Sir,
Macular holes with or without posterior retinal detachment are highly common in highly myopic eyes and are likely owing to staphyloma1 and vitreous traction.2 Conventional optical coherence tomography (OCT) has greatly improved detection and classification of macular holes in last decade, providing longitudinal cross-sectional scans. Recently introduced en face OCT allows not only cross-sectional scans of the vitreous and retina but also their coronal visualization at a given depth. Interpretation of coronal scans has been explained for both the retina and the vitreoretinal interface.3, 4 OCT coronal images can be overlaid on confocal pixel-to-pixel corresponding images of the fundus, in order to represent the exact topography of lesions.
Case reports
Case 1 was a 71-year-old man who was referred to our service for routine follow-up of bilateral lamellar macular hole in high myopia. In the left eye he referred metamorphopsia. The right eye was pseudophakic with clear media, presented a spherical equivalent refractive error of −2.5 dioptres (D) and a best-corrected visual acuity of 20/25. The left eye presented a spherical equivalent refractive error of −11.5 D and a best-corrected visual acuity of 20/50. Mild corticonuclear cataract was detectable at slit-lamp biomicroscopy. At fundus examination the right eye presented peripapillary staphyloma, myopic conus, and focal areas of chorioretinal atrophy, whereas the left eye presented posterior pole staphyloma, peripapillary crescent, and chorioretinal tessellation. En face OCT (OCT/SLO, Ophthalmic Technologies Inc, Toronto, Canada) of the right eye showed a lamellar macular hole with a longest basal diameter of 1280 μm, without presence of vitreoretinal abnormalities (Figure 1a and b). In the left eye a lamellar macular hole was detectable with a longest basal diameter of 810 μm. A preretinal membrane extending through the posterior pole and a hyaloidal adherence at one edge of the foveal pit were associated to the hole. Coronal C-scans showed the lateral extent of the hole and the preretinal membrane. The latter was recognizable as a hyper-reflective wrinkling of the retinal surface (Figure 1c–f).

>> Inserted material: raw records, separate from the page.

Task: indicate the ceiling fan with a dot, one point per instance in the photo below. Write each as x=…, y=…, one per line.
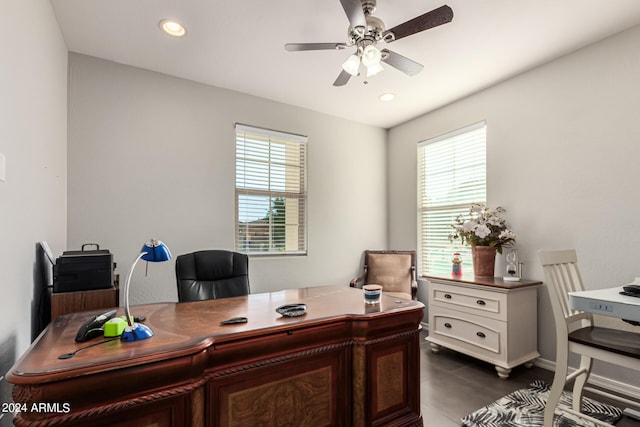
x=366, y=30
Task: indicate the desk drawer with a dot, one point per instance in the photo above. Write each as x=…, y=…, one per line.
x=476, y=336
x=469, y=300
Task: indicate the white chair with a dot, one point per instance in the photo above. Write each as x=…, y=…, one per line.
x=576, y=333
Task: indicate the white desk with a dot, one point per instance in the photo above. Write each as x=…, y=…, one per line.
x=607, y=302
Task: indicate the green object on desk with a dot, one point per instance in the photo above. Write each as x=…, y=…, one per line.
x=115, y=327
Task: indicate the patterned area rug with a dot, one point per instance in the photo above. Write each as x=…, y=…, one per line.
x=525, y=407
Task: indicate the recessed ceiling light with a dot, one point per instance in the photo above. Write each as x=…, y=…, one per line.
x=173, y=28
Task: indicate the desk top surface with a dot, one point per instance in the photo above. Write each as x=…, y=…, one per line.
x=607, y=302
x=187, y=328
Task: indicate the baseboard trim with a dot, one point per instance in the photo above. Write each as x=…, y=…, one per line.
x=618, y=387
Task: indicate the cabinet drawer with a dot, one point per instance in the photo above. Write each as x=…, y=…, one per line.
x=476, y=336
x=470, y=300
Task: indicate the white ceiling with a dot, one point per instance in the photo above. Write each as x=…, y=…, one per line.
x=238, y=45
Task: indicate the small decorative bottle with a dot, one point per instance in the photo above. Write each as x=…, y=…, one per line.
x=456, y=264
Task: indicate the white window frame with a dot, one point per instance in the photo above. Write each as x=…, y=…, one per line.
x=270, y=173
x=451, y=177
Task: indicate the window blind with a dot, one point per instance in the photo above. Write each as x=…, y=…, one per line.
x=451, y=177
x=270, y=191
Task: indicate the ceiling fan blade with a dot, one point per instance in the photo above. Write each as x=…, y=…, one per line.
x=355, y=14
x=342, y=79
x=402, y=63
x=295, y=47
x=439, y=16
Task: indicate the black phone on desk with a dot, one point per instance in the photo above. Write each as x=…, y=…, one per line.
x=94, y=327
x=632, y=290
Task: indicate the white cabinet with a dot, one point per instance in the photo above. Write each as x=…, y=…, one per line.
x=485, y=318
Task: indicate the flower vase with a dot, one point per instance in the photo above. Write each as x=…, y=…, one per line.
x=484, y=260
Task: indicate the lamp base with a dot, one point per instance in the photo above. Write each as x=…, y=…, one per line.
x=137, y=332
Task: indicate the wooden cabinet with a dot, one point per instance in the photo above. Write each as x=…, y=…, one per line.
x=488, y=319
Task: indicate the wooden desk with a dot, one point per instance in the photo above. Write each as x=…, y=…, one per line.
x=342, y=364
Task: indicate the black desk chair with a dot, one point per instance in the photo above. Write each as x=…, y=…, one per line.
x=212, y=274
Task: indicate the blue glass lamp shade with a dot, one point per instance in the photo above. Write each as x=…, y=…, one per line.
x=152, y=251
x=155, y=251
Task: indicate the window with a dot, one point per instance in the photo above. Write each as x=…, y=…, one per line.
x=271, y=192
x=451, y=176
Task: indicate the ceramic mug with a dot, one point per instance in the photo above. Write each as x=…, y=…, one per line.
x=372, y=293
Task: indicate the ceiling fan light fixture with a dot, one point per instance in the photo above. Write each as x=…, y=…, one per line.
x=352, y=65
x=371, y=56
x=173, y=28
x=374, y=69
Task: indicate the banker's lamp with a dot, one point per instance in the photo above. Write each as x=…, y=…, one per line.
x=152, y=251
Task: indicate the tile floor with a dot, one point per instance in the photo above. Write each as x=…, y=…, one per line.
x=454, y=385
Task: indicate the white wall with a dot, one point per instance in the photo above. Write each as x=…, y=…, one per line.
x=140, y=140
x=33, y=204
x=563, y=143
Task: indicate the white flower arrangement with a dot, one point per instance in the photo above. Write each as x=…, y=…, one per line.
x=484, y=227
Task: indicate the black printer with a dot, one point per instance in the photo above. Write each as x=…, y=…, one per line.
x=83, y=270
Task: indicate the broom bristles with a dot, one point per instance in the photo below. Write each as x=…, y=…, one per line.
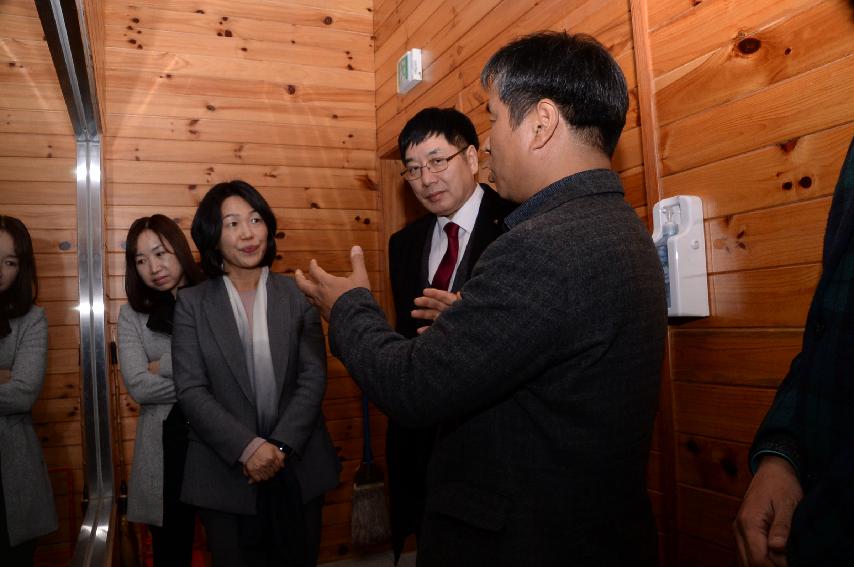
x=369, y=522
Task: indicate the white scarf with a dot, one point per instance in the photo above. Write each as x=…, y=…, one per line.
x=256, y=348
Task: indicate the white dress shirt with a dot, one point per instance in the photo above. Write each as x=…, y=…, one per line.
x=465, y=218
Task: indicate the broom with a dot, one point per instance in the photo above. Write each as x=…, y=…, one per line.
x=369, y=523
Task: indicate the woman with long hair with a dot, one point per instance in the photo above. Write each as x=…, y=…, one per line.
x=250, y=365
x=27, y=508
x=158, y=262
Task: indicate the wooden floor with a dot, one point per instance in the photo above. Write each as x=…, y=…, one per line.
x=385, y=559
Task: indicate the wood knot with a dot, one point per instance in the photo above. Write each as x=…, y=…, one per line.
x=789, y=145
x=749, y=45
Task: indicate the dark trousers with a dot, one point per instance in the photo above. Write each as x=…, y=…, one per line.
x=224, y=541
x=22, y=554
x=172, y=543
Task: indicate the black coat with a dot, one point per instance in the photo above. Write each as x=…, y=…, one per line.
x=408, y=449
x=543, y=380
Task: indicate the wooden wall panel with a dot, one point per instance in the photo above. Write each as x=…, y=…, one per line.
x=755, y=118
x=280, y=95
x=37, y=185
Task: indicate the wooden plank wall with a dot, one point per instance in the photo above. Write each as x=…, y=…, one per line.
x=755, y=114
x=280, y=94
x=37, y=185
x=457, y=39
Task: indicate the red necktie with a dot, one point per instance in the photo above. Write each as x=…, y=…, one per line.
x=442, y=278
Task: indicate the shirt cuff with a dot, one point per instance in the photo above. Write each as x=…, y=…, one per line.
x=250, y=449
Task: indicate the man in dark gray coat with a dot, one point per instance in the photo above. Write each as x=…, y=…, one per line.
x=543, y=378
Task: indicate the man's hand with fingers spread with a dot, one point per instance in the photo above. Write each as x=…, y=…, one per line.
x=765, y=518
x=323, y=289
x=432, y=304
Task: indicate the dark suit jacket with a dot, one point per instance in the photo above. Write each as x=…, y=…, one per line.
x=409, y=251
x=811, y=421
x=544, y=380
x=407, y=449
x=215, y=393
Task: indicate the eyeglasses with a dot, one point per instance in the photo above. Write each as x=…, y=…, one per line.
x=435, y=165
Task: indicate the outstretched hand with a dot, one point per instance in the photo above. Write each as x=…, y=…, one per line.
x=432, y=304
x=323, y=289
x=765, y=518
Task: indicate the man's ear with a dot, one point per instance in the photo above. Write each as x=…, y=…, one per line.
x=471, y=159
x=545, y=118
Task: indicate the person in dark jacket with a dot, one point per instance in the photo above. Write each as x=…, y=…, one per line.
x=543, y=378
x=799, y=507
x=438, y=147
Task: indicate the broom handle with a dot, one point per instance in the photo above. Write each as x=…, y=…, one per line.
x=367, y=453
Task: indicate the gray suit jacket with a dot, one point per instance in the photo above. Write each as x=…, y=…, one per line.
x=155, y=394
x=544, y=382
x=30, y=510
x=216, y=395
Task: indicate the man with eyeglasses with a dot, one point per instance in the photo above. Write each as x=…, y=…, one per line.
x=543, y=378
x=438, y=147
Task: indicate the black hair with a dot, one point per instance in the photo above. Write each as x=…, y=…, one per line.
x=22, y=294
x=448, y=122
x=575, y=71
x=142, y=298
x=207, y=223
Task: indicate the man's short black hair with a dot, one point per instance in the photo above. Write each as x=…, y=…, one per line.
x=207, y=224
x=575, y=71
x=448, y=122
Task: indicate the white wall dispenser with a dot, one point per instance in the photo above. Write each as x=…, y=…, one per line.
x=680, y=238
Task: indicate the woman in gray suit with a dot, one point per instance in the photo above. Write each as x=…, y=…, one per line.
x=26, y=499
x=250, y=366
x=158, y=261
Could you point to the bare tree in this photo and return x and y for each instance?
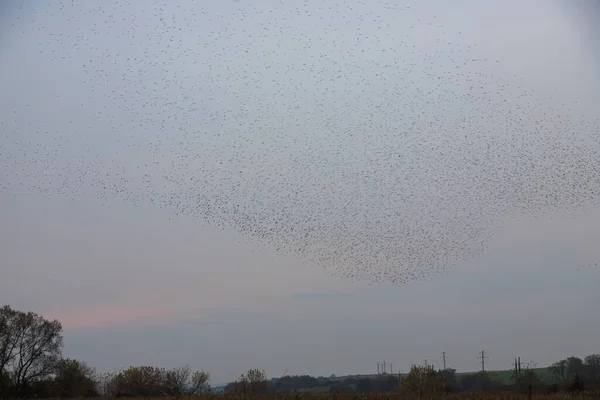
(75, 378)
(200, 382)
(30, 347)
(560, 370)
(8, 339)
(176, 380)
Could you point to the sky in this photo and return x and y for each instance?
(136, 283)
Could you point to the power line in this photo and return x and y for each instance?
(482, 357)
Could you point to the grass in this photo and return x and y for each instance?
(385, 396)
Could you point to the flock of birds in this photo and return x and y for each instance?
(324, 131)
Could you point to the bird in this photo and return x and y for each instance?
(330, 132)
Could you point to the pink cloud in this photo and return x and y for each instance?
(108, 316)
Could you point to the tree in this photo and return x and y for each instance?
(75, 379)
(30, 347)
(200, 383)
(144, 381)
(177, 381)
(575, 366)
(592, 366)
(253, 382)
(560, 371)
(448, 378)
(422, 380)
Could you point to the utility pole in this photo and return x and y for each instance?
(482, 357)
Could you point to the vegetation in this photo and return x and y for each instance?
(31, 365)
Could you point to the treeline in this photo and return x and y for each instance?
(32, 365)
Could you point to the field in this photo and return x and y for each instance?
(384, 396)
(505, 377)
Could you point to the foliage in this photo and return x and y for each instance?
(422, 380)
(30, 347)
(31, 365)
(254, 382)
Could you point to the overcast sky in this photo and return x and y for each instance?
(133, 283)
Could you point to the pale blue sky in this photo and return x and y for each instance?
(84, 97)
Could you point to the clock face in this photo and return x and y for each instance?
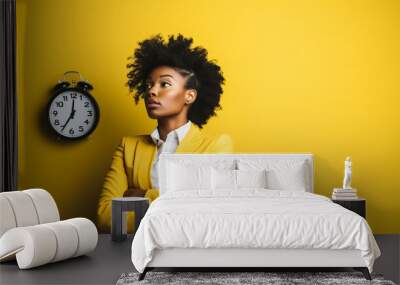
(73, 114)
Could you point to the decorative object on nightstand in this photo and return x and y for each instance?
(347, 192)
(357, 205)
(120, 206)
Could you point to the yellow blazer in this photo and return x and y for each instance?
(131, 167)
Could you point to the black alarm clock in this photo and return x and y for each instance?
(73, 113)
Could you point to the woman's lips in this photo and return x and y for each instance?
(153, 105)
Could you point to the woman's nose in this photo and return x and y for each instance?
(153, 92)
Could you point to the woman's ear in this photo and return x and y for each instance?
(190, 96)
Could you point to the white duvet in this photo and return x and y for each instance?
(251, 218)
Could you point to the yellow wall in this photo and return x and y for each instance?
(301, 76)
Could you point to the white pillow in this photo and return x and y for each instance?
(251, 178)
(181, 177)
(223, 179)
(237, 179)
(282, 174)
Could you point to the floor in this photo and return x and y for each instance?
(110, 260)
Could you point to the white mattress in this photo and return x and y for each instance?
(252, 218)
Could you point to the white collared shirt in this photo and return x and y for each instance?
(169, 146)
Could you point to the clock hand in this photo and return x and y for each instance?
(71, 116)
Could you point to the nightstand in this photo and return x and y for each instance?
(357, 206)
(119, 207)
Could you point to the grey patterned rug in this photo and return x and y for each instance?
(231, 278)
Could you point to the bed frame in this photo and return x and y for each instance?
(250, 258)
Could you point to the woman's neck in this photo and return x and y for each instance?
(165, 126)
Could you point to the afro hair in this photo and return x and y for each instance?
(204, 75)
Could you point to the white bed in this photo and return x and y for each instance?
(201, 226)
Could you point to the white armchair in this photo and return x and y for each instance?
(31, 230)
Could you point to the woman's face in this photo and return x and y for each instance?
(166, 94)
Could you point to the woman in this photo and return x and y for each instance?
(181, 89)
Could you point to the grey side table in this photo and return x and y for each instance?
(357, 205)
(120, 206)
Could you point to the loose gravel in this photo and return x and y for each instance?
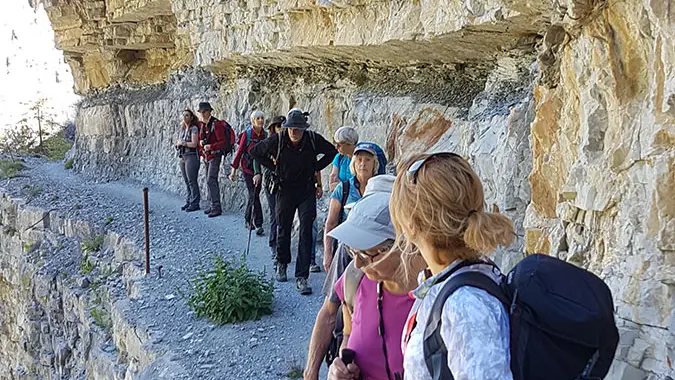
(269, 348)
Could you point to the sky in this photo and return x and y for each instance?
(30, 65)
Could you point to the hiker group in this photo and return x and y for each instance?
(410, 291)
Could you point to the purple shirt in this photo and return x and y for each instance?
(365, 340)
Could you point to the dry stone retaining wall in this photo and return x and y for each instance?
(566, 109)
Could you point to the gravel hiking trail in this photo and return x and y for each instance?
(187, 348)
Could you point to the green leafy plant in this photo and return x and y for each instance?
(227, 293)
(56, 146)
(92, 245)
(10, 168)
(86, 266)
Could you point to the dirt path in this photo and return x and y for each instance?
(193, 348)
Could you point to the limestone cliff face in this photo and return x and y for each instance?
(565, 108)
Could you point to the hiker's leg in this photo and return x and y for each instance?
(192, 169)
(285, 215)
(306, 214)
(183, 172)
(315, 231)
(214, 189)
(248, 179)
(272, 202)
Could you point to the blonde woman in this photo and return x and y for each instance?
(189, 160)
(363, 166)
(375, 298)
(437, 204)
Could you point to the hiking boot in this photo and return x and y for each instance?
(281, 272)
(215, 213)
(302, 286)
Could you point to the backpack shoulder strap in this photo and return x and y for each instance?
(279, 145)
(312, 140)
(353, 277)
(435, 351)
(345, 195)
(248, 136)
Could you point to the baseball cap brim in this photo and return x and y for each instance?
(365, 149)
(355, 237)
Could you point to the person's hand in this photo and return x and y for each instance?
(339, 371)
(327, 257)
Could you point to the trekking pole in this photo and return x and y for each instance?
(147, 230)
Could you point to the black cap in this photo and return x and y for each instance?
(296, 119)
(205, 106)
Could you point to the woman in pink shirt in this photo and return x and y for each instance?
(380, 299)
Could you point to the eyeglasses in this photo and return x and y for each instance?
(366, 257)
(417, 165)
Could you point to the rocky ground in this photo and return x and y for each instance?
(188, 348)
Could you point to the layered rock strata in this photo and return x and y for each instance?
(565, 108)
(63, 311)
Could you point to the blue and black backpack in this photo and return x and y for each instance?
(561, 317)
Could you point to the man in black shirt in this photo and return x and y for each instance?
(295, 153)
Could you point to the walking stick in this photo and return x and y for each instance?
(250, 222)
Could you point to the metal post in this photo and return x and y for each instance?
(147, 230)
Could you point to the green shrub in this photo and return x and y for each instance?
(296, 372)
(55, 147)
(227, 294)
(10, 168)
(92, 245)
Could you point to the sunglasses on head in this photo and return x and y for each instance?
(417, 165)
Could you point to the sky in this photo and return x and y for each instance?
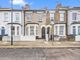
(38, 4)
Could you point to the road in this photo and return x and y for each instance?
(40, 54)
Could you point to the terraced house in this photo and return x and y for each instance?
(40, 24)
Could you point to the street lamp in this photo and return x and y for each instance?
(11, 22)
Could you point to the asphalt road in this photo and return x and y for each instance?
(40, 54)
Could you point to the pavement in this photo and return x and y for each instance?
(40, 44)
(40, 54)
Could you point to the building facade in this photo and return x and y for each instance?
(30, 25)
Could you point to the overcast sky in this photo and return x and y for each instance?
(36, 4)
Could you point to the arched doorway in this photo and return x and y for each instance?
(43, 32)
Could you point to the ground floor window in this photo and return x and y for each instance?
(31, 30)
(61, 30)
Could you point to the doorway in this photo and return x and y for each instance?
(43, 32)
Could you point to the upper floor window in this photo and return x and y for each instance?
(31, 30)
(74, 30)
(52, 17)
(5, 16)
(74, 16)
(40, 16)
(28, 16)
(62, 17)
(61, 31)
(17, 17)
(78, 30)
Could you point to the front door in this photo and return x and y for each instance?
(43, 32)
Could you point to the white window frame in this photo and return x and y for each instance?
(61, 17)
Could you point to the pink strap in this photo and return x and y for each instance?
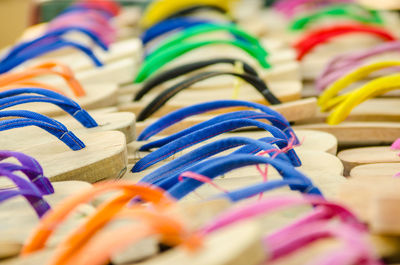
(345, 63)
(291, 7)
(267, 206)
(300, 236)
(91, 20)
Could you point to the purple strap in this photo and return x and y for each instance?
(30, 167)
(26, 189)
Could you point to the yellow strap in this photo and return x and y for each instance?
(238, 67)
(376, 87)
(161, 9)
(329, 99)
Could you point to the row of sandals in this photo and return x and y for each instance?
(164, 154)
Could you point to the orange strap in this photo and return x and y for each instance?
(109, 242)
(53, 218)
(47, 68)
(31, 84)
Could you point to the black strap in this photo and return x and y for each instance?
(169, 93)
(187, 68)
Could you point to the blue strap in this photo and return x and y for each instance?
(207, 133)
(29, 118)
(250, 191)
(252, 149)
(183, 113)
(221, 165)
(51, 36)
(224, 117)
(8, 64)
(169, 25)
(33, 194)
(13, 97)
(181, 163)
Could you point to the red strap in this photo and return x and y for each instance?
(320, 36)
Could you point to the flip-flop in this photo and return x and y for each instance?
(157, 105)
(78, 120)
(355, 157)
(99, 155)
(38, 192)
(377, 170)
(209, 127)
(19, 54)
(374, 202)
(313, 64)
(90, 97)
(368, 131)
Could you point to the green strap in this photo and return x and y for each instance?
(156, 62)
(188, 33)
(352, 12)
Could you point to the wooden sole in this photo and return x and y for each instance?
(104, 157)
(368, 155)
(359, 133)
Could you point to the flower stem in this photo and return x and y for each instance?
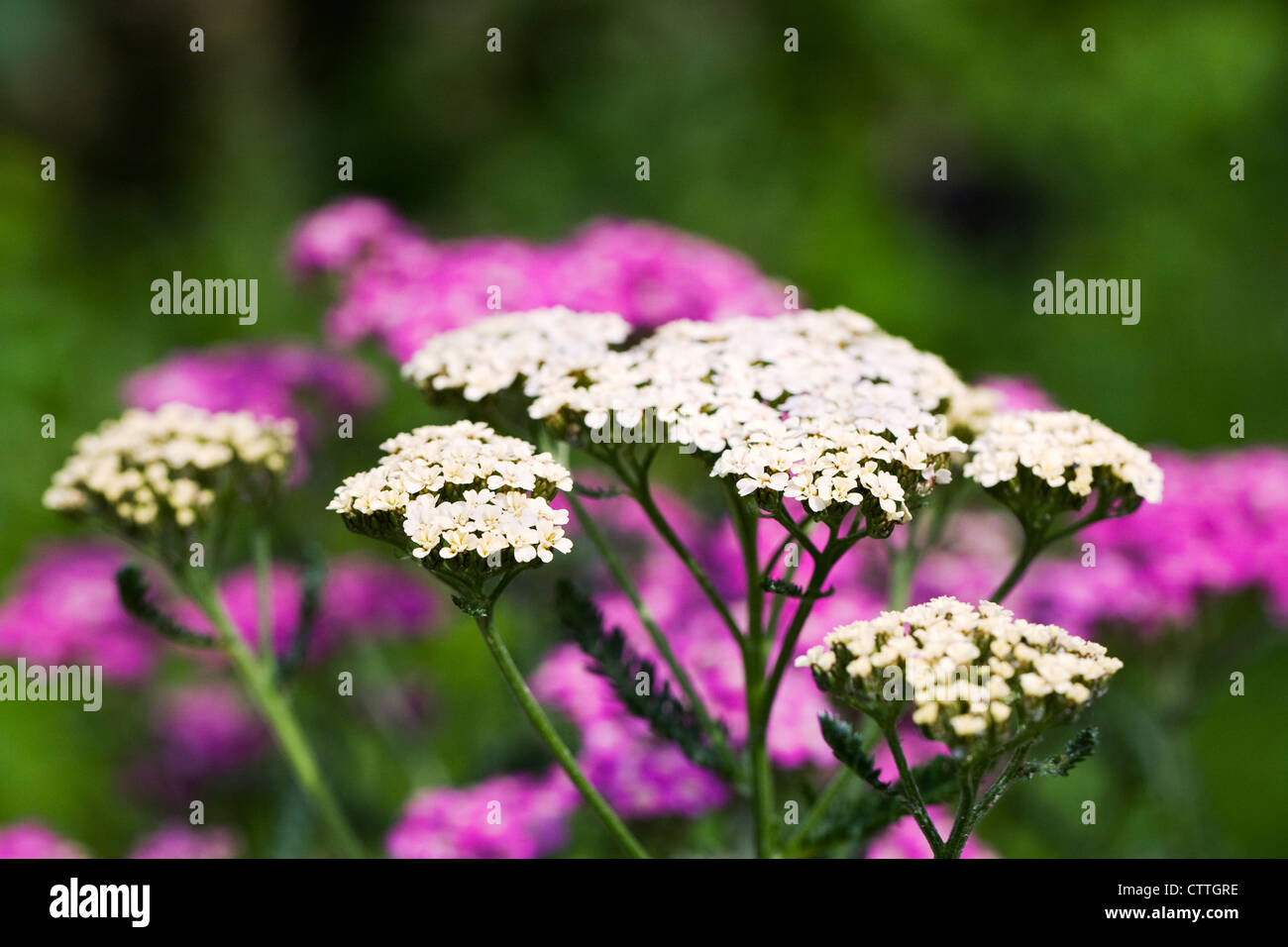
(754, 664)
(644, 497)
(278, 715)
(838, 781)
(541, 723)
(910, 789)
(262, 553)
(623, 579)
(1029, 552)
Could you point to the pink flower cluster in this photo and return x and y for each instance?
(202, 729)
(1222, 528)
(402, 287)
(180, 840)
(640, 776)
(307, 384)
(62, 608)
(33, 840)
(360, 598)
(502, 817)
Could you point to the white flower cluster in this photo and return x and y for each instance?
(1063, 449)
(971, 672)
(153, 468)
(460, 488)
(820, 406)
(490, 355)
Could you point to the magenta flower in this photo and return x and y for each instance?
(361, 598)
(180, 840)
(502, 817)
(640, 776)
(652, 274)
(400, 287)
(309, 385)
(1019, 393)
(206, 728)
(63, 608)
(335, 237)
(33, 840)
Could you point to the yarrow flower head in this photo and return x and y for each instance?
(812, 406)
(489, 356)
(977, 677)
(462, 499)
(159, 475)
(1052, 460)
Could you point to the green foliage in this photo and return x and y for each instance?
(781, 586)
(666, 714)
(132, 587)
(857, 819)
(1074, 753)
(848, 746)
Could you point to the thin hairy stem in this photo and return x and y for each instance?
(546, 731)
(651, 626)
(277, 712)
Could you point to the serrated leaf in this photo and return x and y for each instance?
(666, 714)
(1074, 753)
(781, 586)
(848, 748)
(132, 589)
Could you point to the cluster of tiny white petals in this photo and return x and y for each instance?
(971, 672)
(462, 488)
(819, 406)
(973, 408)
(490, 355)
(151, 468)
(1063, 449)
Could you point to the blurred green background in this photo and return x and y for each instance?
(815, 163)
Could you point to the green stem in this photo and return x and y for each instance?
(263, 557)
(644, 497)
(754, 661)
(278, 715)
(541, 723)
(910, 789)
(818, 577)
(623, 579)
(962, 827)
(902, 567)
(835, 787)
(1029, 552)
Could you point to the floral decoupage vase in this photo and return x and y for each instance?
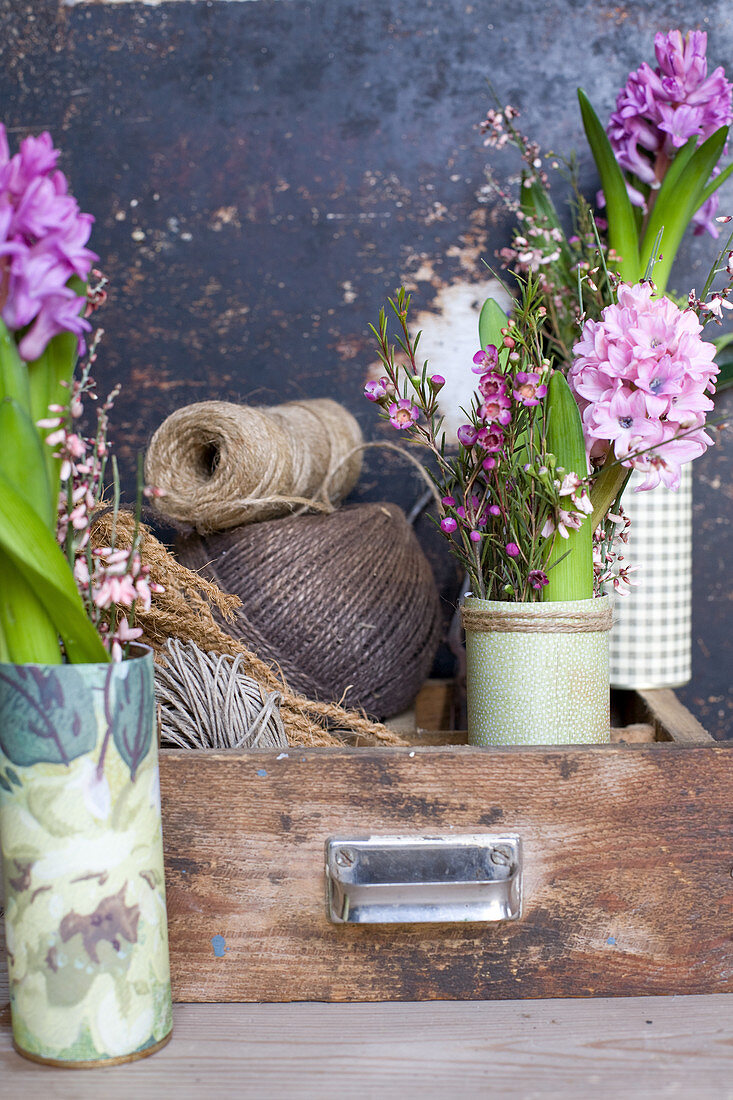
(83, 862)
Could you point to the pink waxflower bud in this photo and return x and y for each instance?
(467, 435)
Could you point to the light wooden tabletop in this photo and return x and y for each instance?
(635, 1047)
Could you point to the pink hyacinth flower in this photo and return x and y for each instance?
(641, 375)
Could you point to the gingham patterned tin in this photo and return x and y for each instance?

Case 2 was a 69-year-old man with a history of bilateral high myopia and neovascularization in the right eye. He presented a spherical equivalent refractive error of −7 D OD and −19 D OS, a best-corrected visual acuity of 20/200 OD, 20/50 OS. Fundus examination of the right eye disclosed a macular disciform scar, whereas in the left eye a macular hole was present. En face OCT examination of the left eye showed a lamellar macular hole with a diameter of 770 μm, associated with posterior retinal detachment (Figure 1g–i).
Comment
Macular holes in highly myopic eyes may be associated with a rhegmatogenous retinal detachment surrounding the hole.5 Although ocular elongation and retinal thinning may contribute to macular hole formation, retinal detachment may be promoted by the weak attachment between the neurosensory retina and the retinal pigment epithelium in the posterior staphyloma. Because in highly myopic eyes the retina, pigment epithelial cells, or both are atrophic, it is usually difficult to detect macular holes with biomicroscopy. In both evaluated cases en face OCT has provided good quality visualization of both the cross-sectional and lateral extension of the hole and the associated posterior retinal detachment and preretinal membrane. The en face OCT software has allowed the fine measurement of the hole basal width.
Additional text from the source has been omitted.